The Iranian government has begun implementing controversial legislation that allows women to inherit all forms of their husband's property.
President Mahmoud Ahmadinejad has issued a decree that instructs all government bodies to enforce a recently passed law, modifying women's inheritance rights, Iranian newspapers reported on Wednesday.
On January 25, the Iranian parliament passed legislation making it possible for women to inherit up to a quarter of the land and standing property that their husbands owned while alive.
The previous law only allowed women to inherit a portion of portable property and those non-portables that were standing, such as buildings, trees and such.
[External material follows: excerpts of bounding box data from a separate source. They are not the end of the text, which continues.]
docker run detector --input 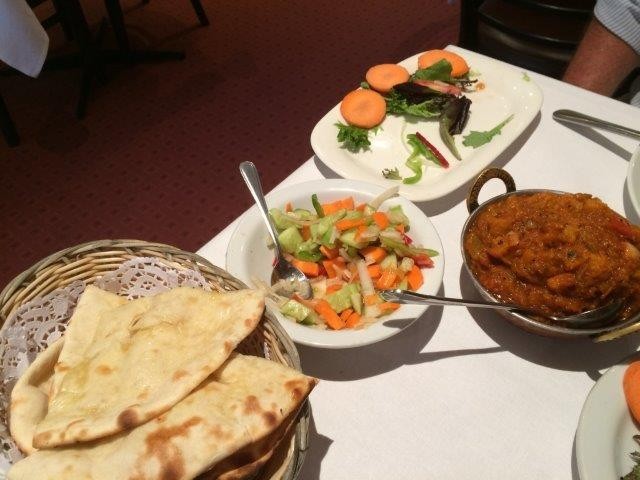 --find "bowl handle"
[467,168,516,213]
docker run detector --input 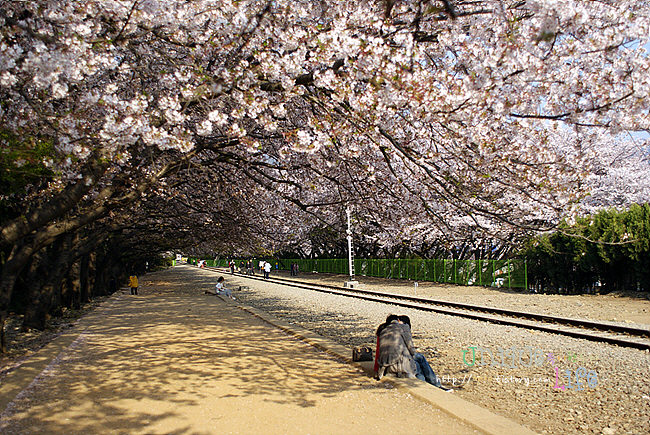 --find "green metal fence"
[280,258,528,288]
[188,258,528,289]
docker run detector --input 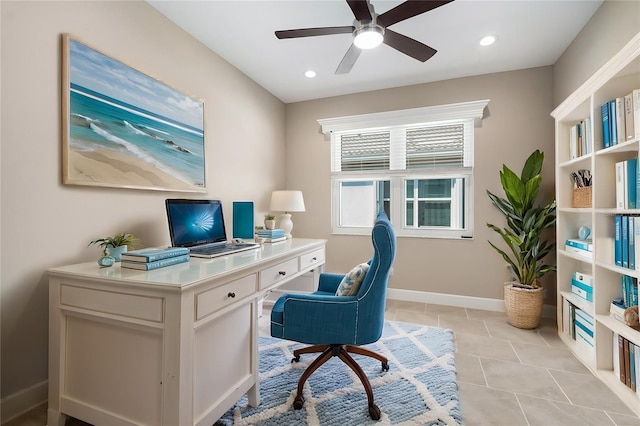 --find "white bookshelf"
[551,33,640,415]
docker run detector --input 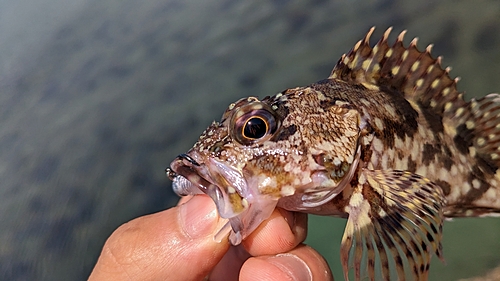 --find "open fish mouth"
[165,152,249,219]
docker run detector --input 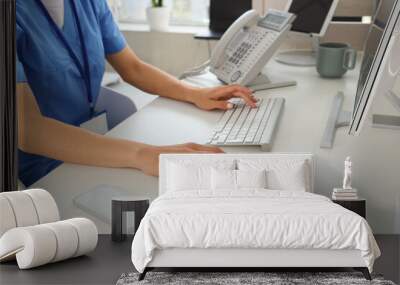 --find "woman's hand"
[188,85,257,110]
[137,143,223,176]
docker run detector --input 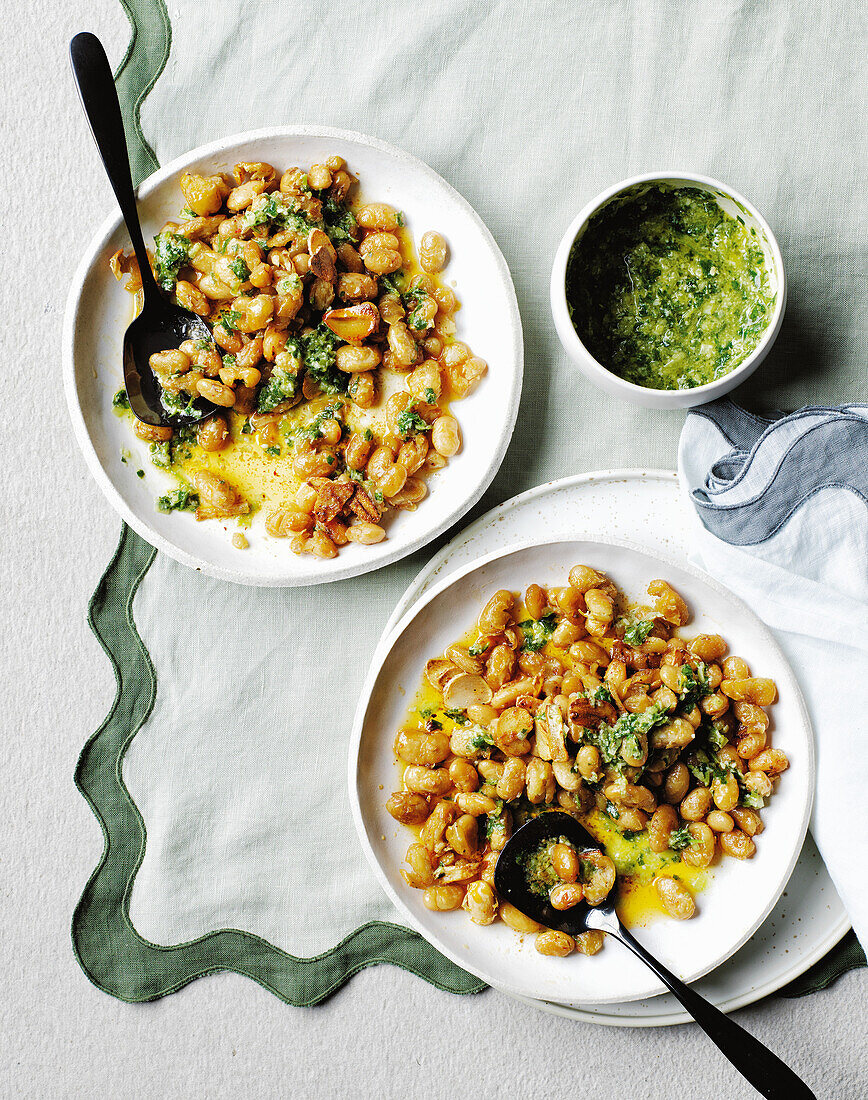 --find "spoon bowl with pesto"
[494,810,814,1100]
[551,173,787,408]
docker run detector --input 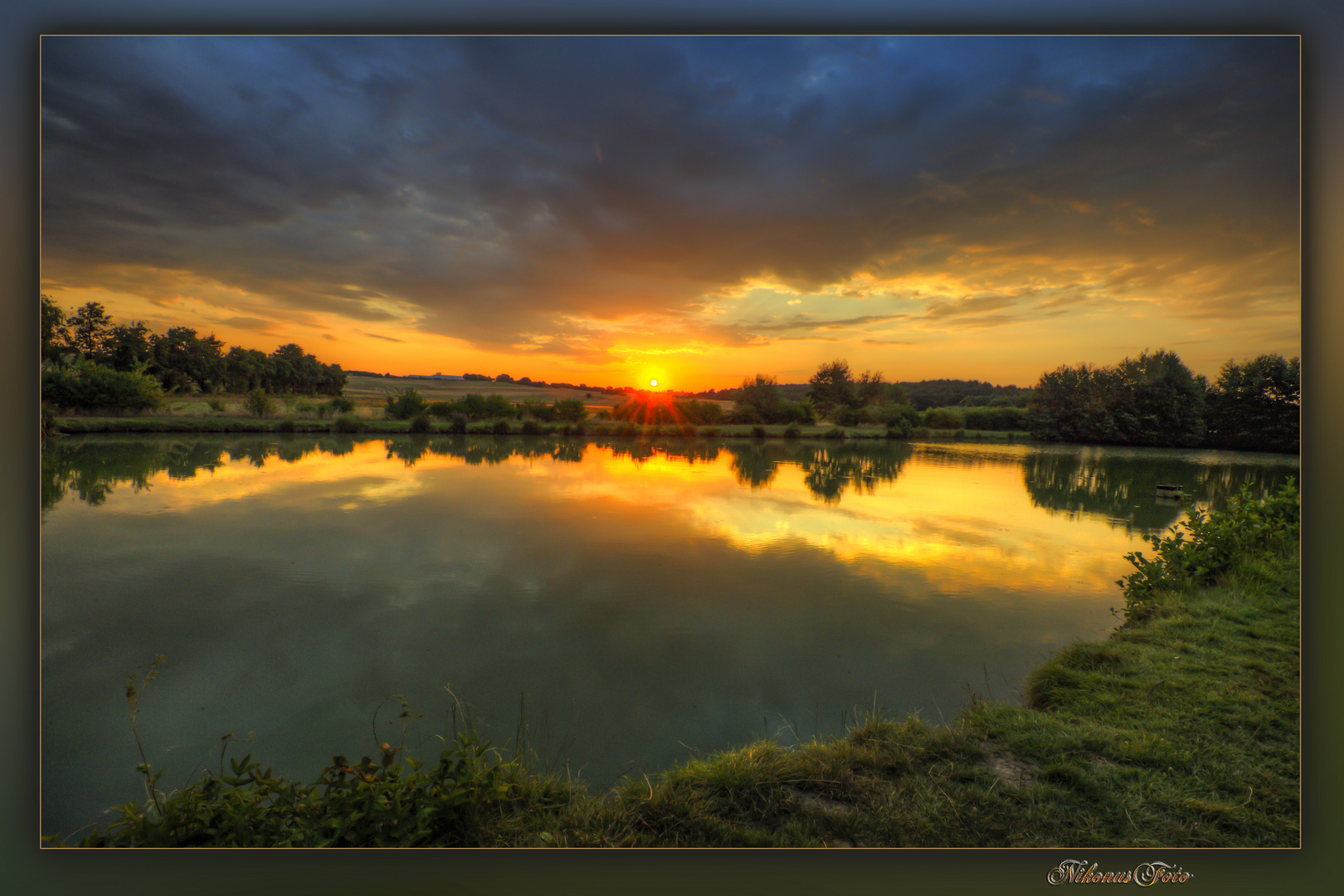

However, the new legislation has added ground assets, such as land, to that list.
The president ordered the legislation to be implemented, in spite of the Guardian Council's silence over the issue.
According to Iranian law, the Guardian Council, made up of six religious and six legal experts, must approve all parliamentary legislations before they can become law.
However, if the Council decides to not take any official stance on any legislation in a set period of time, the legislation becomes official automatically, as in the case of the new legislation on women's inheritance rights.
The Guardian Council's decision to remain silent on the issue follows heavy criticism from several top religious figures, who view the legislation as in clear contradiction with the Islamic law.
Commenting on the criticism, the country's Parliament Speaker Ali Larijani said that the parliament passed the law after receiving approval from the Leader of the Islamic Revolution, Ayatollah Seyyed Ali Khamenei.
"The Guardian Council asked the Leader for a Fatwa [religious ruling] on the matter and the parliament passed the Leader's exact Fatwa," Larijani explained.
In defense of the decision, Iranian journalist and legal expert Majid Dehlavi says the implementation of the new inheritance law is 'a step in the right direction.'
"This new law is far more in harmony with the social system governing our relations," Dehlavi told Press TV on Thursday.
"The previous law was used in the past to safeguard the property of the children after their mothers remarried, but that has nothing to do with the society we live in today," he added.